Wisconsin Public Radio featured two comic scholars (Gene Kannenberg, comic scholar; former Chair of the International Comics Art Festival and author of ComicResearch.com and Alex Buchet, American-French comic lover and scholar) as they talk about the international known comic Tintin.

Tintin is the most well-known comic character worldwide, comparable in popularity only to Mickey Mouse. Tintin’s adventures lead him and his readers to such places as China, the Congo, America, and even the moon! But through time and history, Tintin and his Belgian creator Herg’e have not been spared by controversy. Accused of such a serious charge as racism, Herg’e was forced by history to review some of the depictions of the places Tintin visits. So how has Tintin changed over time? And what explains the enduring popularity of Tintin?

Here’s the link to the MP3.

4 thoughts on “WPR features Adventures of Tintin

  1. Herge was a true creative genius. His hard work, attention to detail, and incredible draftsmanship have assured Tintin and all of the adventures a secure place in the history of comics.

    If anyone has the chance to visit Belgium, the new Musee Herge is worth the visit, and will only heighten one’s appreciation for Herge’s creations, especially his lesser known non-Tintin works.

  2. Hergè influenced a lot of comic artists and cartoonists around the world. He was anything but a racist. From the distance of our days, it’s easy to call a man a “racist” who was born in 1907 and grewed up in a very conservative, catholic environment.
    It’s as stupid as calling Marc Twain a racist because he used the N-word in his books.

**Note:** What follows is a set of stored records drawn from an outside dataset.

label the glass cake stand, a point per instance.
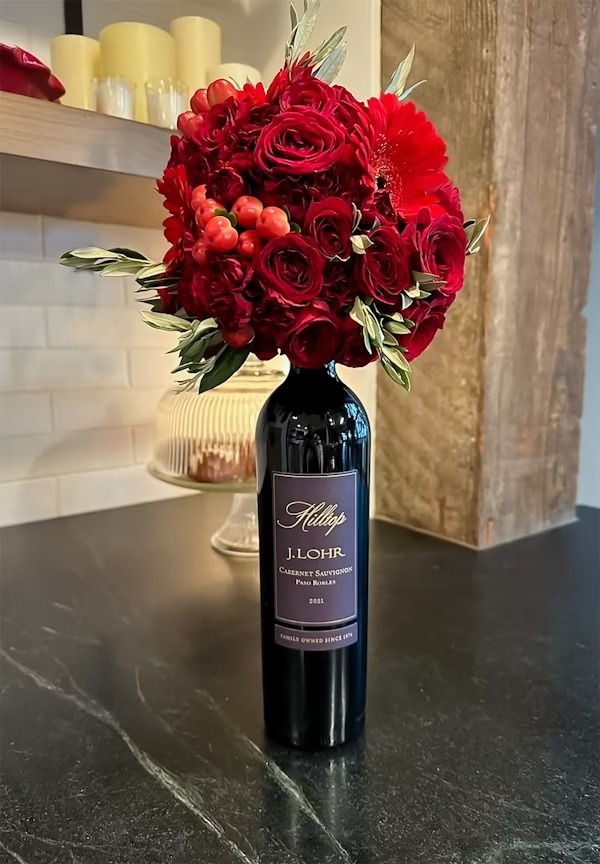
(206, 442)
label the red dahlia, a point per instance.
(408, 156)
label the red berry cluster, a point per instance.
(242, 229)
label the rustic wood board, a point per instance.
(485, 447)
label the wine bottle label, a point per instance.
(315, 558)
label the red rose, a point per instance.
(225, 185)
(329, 222)
(449, 201)
(313, 338)
(299, 142)
(442, 245)
(271, 322)
(290, 270)
(352, 350)
(354, 118)
(428, 318)
(242, 135)
(383, 271)
(217, 125)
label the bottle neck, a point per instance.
(322, 373)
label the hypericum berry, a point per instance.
(220, 234)
(272, 222)
(198, 196)
(188, 123)
(246, 210)
(206, 211)
(199, 102)
(219, 91)
(249, 244)
(238, 338)
(199, 250)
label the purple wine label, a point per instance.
(316, 640)
(315, 548)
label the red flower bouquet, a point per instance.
(303, 222)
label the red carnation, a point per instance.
(314, 336)
(290, 270)
(329, 222)
(179, 227)
(339, 288)
(225, 185)
(352, 350)
(383, 271)
(409, 156)
(438, 246)
(223, 281)
(299, 142)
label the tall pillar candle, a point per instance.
(75, 60)
(198, 48)
(139, 53)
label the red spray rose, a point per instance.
(299, 142)
(383, 271)
(329, 223)
(314, 337)
(290, 270)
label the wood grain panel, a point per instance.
(485, 447)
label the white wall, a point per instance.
(589, 461)
(80, 374)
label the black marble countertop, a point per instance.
(131, 704)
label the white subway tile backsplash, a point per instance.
(143, 444)
(94, 409)
(27, 456)
(25, 283)
(20, 236)
(24, 414)
(61, 369)
(104, 328)
(81, 375)
(59, 235)
(28, 501)
(22, 327)
(151, 368)
(100, 490)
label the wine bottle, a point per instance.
(312, 445)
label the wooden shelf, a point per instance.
(61, 161)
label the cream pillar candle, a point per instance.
(237, 72)
(198, 47)
(139, 53)
(75, 60)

  3. Herge himself regretted his depictions of racial minorities. He was a product of his times, yes, but he was bright enough to realize the errors his times had exposed him to. He was a racist, he knew it, he dealt with it.

    The analogy with Twain fails completely. Twain allowed his characters to whitewash a fence, but he never whitewashed his nation’s past.

  4. At the risk of topping it the incredible simpleton, I’d offer the idea that Herge was a man making a living, and did what was fitting of the times, as unseemly as that is to us now (more broadly so, that is). What happened in the end is that Herge became stupendously influential and has paid the price by being judged in historical terms. How many of us would want the chance to have a second pass at an unfulfilled opportunity? Ha… well, except me, of course. The preceding is offered most humbly, only having had the pleasure of being acquainted with Herge’s work for the past six years or so.